~ Access Mi Band from Android - Notes on the Bluetooth LE Protocol

Vibrate flowchartThe Mi Band is a bracelet with some sensors, three RGB leds and a vibration motor. It is marketed as an activity tracker and notifier. It is a neat little device that communicates via Bluetooth LE and has a battery life of around 30 days. It would be nice if it could be used for whatever purpose you want but alas, its API is not very open. This blog post gives pointers to useful resources and tips to make it work with your own code.

There have been some efforts to reverse engineer the Bluetooth protocol. This blog post contains some info. There are even complete implementations available of the protocol, there is a Mi Band protocol implementation in python and a Mi Band protocol implementation in Java. It is however not always clear which firmware version is targeted.

I would advise against installing the official Mi Band app, if you want to use it with custom code. The app upgrades the firmware to the latest version and it seems that Xiaomi is obfuscating the protocol more and more with each version. I was able to send vibrate and led commands to a Mi Band with firmware version 10.0.9.3. With the previously mentioned sources and the flow described to the right the device reacts to commands. I used an Android device. The flow:

  1. Pair with the Mi Band in the Android Bluetooth setting.
  2. In your code, connect to the paired device. Save the device address, you will need it later.
  3. Send a pair command to the device. This is part of the Mi Band protocol and has nothing to do with the previous Bluetooth pairing. If all goes well it reacts with a 2. See here
  4. Send user info. This step is crucial and not trivial. The user info needs to be encoded in a certain way and is CRC’d with the device address. The following is an example implementation of the Mi Band user info encoding
  5. Now you can send vibrate or other commands.

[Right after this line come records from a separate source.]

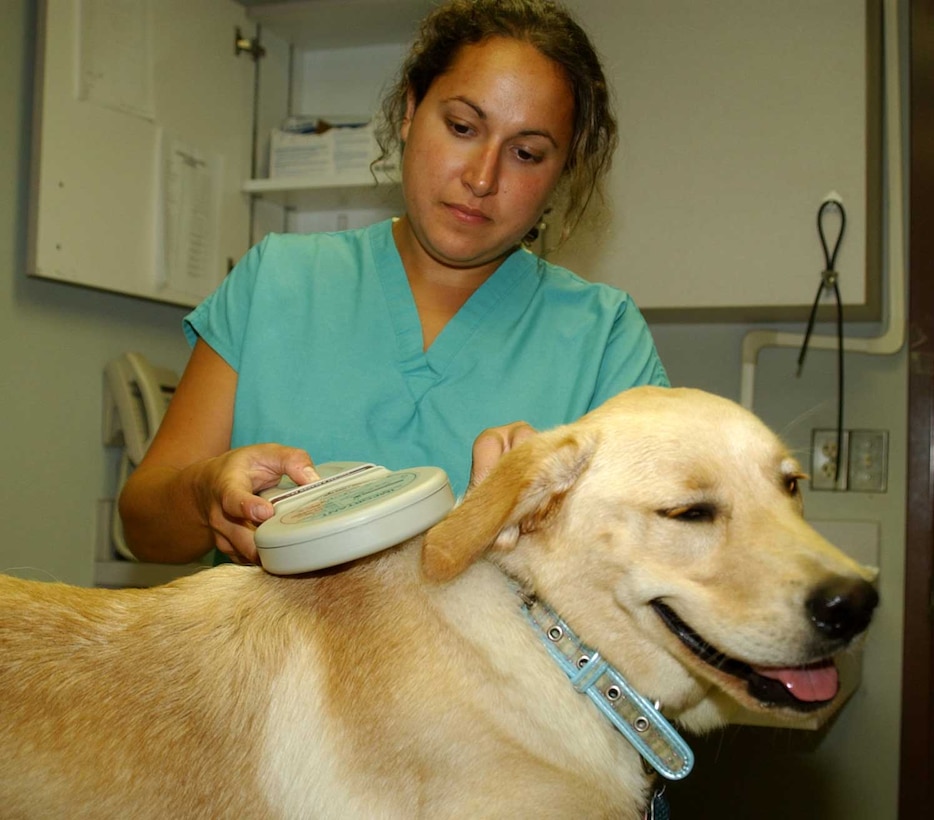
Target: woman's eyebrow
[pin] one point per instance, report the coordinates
(528, 132)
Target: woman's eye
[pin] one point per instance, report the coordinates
(459, 128)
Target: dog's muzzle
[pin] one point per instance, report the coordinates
(839, 610)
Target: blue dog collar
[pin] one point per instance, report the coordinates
(637, 718)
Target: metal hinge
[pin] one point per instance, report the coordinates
(247, 45)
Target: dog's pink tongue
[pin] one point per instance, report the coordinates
(807, 683)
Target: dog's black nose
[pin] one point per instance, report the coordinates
(842, 608)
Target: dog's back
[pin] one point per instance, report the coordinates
(665, 527)
(238, 694)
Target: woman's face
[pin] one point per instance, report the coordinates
(484, 150)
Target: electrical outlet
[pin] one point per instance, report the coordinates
(824, 460)
(868, 462)
(863, 465)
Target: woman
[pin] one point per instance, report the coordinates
(404, 342)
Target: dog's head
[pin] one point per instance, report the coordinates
(666, 527)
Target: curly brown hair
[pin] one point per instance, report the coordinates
(549, 27)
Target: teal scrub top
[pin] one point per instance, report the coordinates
(324, 334)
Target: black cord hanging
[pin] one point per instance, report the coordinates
(829, 278)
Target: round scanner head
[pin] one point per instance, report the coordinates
(355, 510)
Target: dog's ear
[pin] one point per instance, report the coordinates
(522, 492)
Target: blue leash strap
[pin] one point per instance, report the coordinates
(637, 718)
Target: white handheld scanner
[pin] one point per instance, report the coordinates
(354, 510)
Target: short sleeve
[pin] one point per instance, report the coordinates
(630, 358)
(220, 320)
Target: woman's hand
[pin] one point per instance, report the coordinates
(227, 487)
(492, 443)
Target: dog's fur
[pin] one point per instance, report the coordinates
(409, 684)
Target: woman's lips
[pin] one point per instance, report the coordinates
(466, 214)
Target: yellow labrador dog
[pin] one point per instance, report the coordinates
(645, 567)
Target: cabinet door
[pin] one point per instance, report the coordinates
(142, 136)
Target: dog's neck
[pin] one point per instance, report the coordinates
(637, 718)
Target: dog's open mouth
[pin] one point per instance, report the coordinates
(804, 688)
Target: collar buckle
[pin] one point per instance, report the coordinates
(637, 718)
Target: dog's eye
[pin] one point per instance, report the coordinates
(792, 485)
(692, 514)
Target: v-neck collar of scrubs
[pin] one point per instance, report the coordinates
(404, 314)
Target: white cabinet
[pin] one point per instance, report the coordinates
(737, 118)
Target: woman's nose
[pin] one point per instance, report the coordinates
(481, 174)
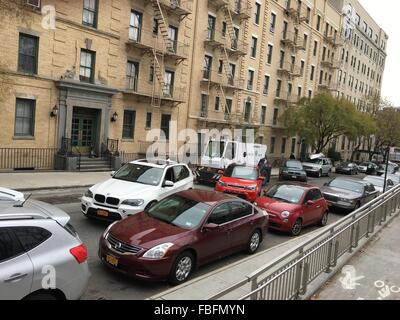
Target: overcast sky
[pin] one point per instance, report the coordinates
(386, 14)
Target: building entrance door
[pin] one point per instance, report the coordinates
(84, 130)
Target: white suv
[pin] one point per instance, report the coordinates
(135, 187)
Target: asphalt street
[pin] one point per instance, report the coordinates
(107, 284)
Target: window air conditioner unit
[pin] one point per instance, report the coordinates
(33, 3)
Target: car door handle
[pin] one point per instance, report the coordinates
(15, 277)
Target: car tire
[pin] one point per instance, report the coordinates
(297, 227)
(324, 219)
(182, 268)
(254, 242)
(41, 296)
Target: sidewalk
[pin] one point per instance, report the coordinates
(23, 181)
(372, 273)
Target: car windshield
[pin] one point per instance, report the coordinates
(294, 165)
(316, 161)
(179, 211)
(245, 173)
(375, 181)
(347, 185)
(286, 193)
(133, 172)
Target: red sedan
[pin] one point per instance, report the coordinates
(180, 233)
(241, 181)
(293, 206)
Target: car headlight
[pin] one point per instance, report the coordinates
(108, 229)
(159, 251)
(285, 214)
(133, 202)
(252, 188)
(89, 194)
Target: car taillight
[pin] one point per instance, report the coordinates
(79, 253)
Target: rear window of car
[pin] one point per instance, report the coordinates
(347, 185)
(31, 237)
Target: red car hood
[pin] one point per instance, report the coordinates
(238, 182)
(146, 232)
(275, 206)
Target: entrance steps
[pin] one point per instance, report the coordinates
(94, 164)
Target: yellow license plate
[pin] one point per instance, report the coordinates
(112, 260)
(102, 213)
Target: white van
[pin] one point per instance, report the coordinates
(218, 155)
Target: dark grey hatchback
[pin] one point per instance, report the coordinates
(292, 170)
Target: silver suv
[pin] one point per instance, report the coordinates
(318, 166)
(41, 255)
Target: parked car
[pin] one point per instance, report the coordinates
(241, 181)
(182, 232)
(347, 193)
(136, 186)
(292, 170)
(368, 168)
(379, 182)
(347, 168)
(34, 236)
(318, 165)
(293, 206)
(391, 169)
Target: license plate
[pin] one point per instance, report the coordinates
(112, 260)
(102, 213)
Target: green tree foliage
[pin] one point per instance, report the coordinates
(322, 119)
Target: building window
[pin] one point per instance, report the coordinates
(169, 77)
(25, 118)
(275, 117)
(263, 114)
(293, 148)
(207, 67)
(269, 54)
(247, 111)
(253, 47)
(128, 129)
(257, 13)
(283, 147)
(165, 124)
(28, 53)
(135, 27)
(216, 106)
(250, 79)
(272, 23)
(266, 85)
(87, 66)
(149, 117)
(90, 8)
(211, 27)
(132, 73)
(272, 145)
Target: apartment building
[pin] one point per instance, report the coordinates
(113, 70)
(362, 63)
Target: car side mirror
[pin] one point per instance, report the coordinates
(168, 184)
(210, 227)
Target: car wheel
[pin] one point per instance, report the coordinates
(297, 227)
(254, 242)
(182, 268)
(324, 219)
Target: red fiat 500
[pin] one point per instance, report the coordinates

Some notes: the self-test command works without the set user step. For Android the Mi Band protocol implementation in Java works well. To check the firmware version of the device, call the get device info characteristic. The last bytes, interpreted as an integer, define the version info. For my device it is 10.9.3.2:

Write to characteristic 0000ff05-0000-1000-8000-00805f9b34fb
onCharacteristicWrite status: 0 characteristic 0000ff05-0000-1000-8000-00805f9b34fb
Read firmware version
11 value: 2
12 value: 3
13 value: 9
14 value: 0
15 value: 1

Another note: the set user info needs to be called with a 1 as type the first time the band is used. This is done with new UserInfo(20111111, 1, 32, 180, 55, "NM", 1) with the Android sdk by GitHub user pangliang. This sets and overwrites the user info. The next times you do not want to overwrite the info and the type needs to be zero.